Self-driving cars? Boring. We want self driving, lizard dodging golf carts
At last, humanity's real problems tackled
Many jaded readers of the Register, noting on the interwebs the endless stream of stories about self-driving cars - being worked upon by such companies as Google - may have wondered whether in fact anyone at all is actually working on the real, genuine problems confronting the human race.
Well wonder no more, my jaundiced friend, because news has reached us at last of boffins hard at work on something rather more immediately useful to humanity's suffering billions. Yes - as you've probably guessed by now, even if you missed the headline above - top scientists are working hard to bring us, instead of self-driving cars, self driving golf carts.
We learn this from an announcement by those splendid brainboxes at MIT, in which we are told:
An experiment [was] conducted over six days at a large public garden in Singapore, in which self-driving golf carts ferried 500 tourists around winding paths trafficked by pedestrians, bicyclists, and the occasional monitor lizard.
Many motorists of today would quibble perhaps over the absolute need to avoid colliding with the odd bicyclist or pedestrian on the way from A to B, but most would doubtless be unwilling to participate in a post-incident roadside discussion with a testy, man-eating monitor lizard such as a Komodo dragon or similar.
Not only do robot golf carts avoid possibly fatal lizard collisions, they offer a chance to use computerised booking systems to improve the efficiency of motorised transport.
"We would like to use robot vehicles to make transportation available to everyone," says Daniela Rus, a top MIT boffin involved in the lizard-proof AI golf buggy trial. "The idea is, if you need a ride, you make a booking, maybe using your smartphone or maybe on the Internet, and the ride just comes."
That's all very well, but what about the lizards?
In the experiments, the golf carts received no special treatment; they jockeyed for position on the garden's paths along with everyone else.
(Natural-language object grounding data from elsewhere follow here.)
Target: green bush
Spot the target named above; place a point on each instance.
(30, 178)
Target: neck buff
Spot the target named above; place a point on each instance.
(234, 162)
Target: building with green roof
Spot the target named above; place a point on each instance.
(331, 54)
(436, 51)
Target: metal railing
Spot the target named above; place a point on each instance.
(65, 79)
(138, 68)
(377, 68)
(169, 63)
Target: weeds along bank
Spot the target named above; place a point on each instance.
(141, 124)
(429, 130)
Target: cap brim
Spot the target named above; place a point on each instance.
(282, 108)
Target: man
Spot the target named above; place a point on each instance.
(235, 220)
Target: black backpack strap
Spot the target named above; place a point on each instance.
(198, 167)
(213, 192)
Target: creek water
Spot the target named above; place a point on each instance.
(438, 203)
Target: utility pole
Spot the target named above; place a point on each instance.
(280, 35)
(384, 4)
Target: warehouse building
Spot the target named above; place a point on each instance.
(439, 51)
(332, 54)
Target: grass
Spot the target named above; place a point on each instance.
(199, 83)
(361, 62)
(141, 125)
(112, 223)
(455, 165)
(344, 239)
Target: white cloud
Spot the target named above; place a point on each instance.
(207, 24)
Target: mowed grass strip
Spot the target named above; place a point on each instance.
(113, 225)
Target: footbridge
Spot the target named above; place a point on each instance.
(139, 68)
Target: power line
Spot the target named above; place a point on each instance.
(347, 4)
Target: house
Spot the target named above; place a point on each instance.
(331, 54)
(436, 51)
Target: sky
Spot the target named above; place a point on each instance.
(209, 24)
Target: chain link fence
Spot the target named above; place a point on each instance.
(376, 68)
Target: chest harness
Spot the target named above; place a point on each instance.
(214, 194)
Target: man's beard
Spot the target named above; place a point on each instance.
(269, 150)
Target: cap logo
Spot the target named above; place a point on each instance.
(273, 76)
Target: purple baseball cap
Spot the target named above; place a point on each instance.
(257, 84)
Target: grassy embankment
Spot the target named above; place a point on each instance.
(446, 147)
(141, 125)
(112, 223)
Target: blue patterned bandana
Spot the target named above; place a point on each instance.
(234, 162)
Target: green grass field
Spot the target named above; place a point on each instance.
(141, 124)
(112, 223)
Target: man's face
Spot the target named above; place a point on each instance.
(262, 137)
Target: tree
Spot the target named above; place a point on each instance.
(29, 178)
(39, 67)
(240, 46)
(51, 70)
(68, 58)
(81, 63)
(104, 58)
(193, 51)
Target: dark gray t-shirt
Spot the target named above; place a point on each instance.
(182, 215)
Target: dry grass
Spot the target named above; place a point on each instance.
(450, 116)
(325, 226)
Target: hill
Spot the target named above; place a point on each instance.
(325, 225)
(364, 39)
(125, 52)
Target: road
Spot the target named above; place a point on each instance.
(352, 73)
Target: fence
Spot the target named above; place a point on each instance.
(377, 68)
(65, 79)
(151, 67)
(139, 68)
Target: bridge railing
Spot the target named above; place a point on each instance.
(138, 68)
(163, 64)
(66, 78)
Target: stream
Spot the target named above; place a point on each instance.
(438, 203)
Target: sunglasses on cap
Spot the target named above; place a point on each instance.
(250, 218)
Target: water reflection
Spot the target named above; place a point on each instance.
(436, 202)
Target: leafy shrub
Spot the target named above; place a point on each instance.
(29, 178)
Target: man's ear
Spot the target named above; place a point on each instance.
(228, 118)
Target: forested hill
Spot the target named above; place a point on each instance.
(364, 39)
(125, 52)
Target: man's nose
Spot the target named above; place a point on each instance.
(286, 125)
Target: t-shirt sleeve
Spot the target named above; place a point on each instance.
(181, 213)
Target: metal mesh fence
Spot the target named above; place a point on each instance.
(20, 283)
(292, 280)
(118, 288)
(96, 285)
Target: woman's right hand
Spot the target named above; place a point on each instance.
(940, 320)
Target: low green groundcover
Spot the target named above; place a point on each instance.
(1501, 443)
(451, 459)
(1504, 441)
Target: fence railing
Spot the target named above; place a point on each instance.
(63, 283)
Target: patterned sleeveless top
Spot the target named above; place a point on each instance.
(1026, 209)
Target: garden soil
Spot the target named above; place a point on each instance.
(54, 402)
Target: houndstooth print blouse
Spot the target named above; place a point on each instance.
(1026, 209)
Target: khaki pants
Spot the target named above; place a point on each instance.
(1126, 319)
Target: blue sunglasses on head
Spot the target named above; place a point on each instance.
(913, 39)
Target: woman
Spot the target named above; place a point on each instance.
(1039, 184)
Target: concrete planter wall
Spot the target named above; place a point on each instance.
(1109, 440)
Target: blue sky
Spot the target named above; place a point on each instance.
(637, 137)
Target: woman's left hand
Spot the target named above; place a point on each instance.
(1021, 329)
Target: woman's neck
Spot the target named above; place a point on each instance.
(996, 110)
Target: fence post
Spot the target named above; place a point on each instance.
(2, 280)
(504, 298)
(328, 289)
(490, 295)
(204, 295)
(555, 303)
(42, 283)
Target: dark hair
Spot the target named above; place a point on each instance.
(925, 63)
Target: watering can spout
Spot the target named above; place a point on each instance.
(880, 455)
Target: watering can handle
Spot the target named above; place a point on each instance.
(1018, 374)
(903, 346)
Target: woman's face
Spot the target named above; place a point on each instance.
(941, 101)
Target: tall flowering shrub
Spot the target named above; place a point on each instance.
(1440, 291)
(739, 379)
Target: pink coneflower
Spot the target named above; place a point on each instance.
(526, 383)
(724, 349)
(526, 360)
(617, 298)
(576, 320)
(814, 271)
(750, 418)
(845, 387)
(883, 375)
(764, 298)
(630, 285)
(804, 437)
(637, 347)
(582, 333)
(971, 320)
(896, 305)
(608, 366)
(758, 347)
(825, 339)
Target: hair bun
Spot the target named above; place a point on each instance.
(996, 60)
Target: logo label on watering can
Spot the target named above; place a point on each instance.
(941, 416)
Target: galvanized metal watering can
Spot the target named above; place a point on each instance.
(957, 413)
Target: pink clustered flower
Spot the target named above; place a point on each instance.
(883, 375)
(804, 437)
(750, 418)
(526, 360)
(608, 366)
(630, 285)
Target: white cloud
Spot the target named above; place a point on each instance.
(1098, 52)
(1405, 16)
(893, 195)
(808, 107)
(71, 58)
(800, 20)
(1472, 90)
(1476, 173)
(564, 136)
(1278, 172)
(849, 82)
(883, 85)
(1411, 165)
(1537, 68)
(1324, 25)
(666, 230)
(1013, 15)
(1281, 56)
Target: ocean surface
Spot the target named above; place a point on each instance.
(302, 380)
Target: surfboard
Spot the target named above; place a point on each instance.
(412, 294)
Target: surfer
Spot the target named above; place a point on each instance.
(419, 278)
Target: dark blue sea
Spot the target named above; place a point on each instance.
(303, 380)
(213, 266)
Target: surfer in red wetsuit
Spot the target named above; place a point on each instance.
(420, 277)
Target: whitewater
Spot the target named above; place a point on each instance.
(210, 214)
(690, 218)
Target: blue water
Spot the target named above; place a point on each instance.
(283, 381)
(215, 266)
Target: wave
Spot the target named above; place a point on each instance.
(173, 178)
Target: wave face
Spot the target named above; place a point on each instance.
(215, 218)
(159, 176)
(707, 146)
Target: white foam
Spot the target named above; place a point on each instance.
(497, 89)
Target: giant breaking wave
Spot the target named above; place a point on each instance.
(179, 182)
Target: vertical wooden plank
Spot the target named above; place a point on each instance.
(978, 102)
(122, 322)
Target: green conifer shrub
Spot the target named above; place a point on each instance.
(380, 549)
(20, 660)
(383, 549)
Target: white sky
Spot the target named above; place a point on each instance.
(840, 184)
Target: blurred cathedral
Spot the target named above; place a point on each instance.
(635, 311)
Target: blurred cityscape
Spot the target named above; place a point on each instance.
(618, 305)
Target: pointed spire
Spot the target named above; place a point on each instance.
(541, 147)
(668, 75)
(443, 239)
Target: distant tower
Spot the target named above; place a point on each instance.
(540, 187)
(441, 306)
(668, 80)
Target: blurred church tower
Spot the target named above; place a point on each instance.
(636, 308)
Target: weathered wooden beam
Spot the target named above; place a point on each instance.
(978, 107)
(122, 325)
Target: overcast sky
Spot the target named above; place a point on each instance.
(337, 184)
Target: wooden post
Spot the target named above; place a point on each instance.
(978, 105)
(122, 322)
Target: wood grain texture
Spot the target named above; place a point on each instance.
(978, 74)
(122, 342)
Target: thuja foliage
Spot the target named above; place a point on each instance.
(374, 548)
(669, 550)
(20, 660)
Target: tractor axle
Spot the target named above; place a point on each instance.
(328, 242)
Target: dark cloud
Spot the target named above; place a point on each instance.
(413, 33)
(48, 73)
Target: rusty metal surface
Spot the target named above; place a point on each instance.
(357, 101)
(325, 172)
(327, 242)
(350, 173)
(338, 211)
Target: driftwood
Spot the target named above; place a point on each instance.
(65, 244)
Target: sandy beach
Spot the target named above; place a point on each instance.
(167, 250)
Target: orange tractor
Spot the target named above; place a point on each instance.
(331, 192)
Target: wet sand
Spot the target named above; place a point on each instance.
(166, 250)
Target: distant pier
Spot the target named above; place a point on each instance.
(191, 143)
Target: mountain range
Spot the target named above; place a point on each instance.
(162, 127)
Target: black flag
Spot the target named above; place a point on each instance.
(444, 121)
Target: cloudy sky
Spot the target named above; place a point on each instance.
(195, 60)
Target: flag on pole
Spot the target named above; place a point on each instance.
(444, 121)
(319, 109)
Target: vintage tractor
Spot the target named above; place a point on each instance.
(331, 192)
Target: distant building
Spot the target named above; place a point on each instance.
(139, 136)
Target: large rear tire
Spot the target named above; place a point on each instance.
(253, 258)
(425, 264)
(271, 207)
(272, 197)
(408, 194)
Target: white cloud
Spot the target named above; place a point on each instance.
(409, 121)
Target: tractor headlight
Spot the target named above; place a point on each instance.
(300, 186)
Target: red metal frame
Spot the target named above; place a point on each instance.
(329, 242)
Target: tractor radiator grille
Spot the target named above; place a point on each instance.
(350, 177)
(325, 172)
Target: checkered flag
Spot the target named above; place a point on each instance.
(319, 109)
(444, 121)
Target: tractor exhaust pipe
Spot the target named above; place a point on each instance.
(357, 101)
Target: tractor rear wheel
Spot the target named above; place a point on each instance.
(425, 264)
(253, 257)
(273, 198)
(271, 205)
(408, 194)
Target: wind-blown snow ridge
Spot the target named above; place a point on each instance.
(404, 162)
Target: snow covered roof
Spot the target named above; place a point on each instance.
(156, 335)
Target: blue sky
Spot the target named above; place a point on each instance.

But according to Rus, the obstacle-collision system encountered only one difficulty, when a large, slow-moving monitor lizard crossed the path of one of the golf carts.
"It was this stop-and-go game over who's going to do what," Rus says.
Sadly it seems that the potential robot-v-godzilla deathmatch was resolved fairly peacefully on this occasion, but it's clear that this technology has far more potential for the betterment of humanity's lot than comparatively humdrum, non-lizard-related robo cars.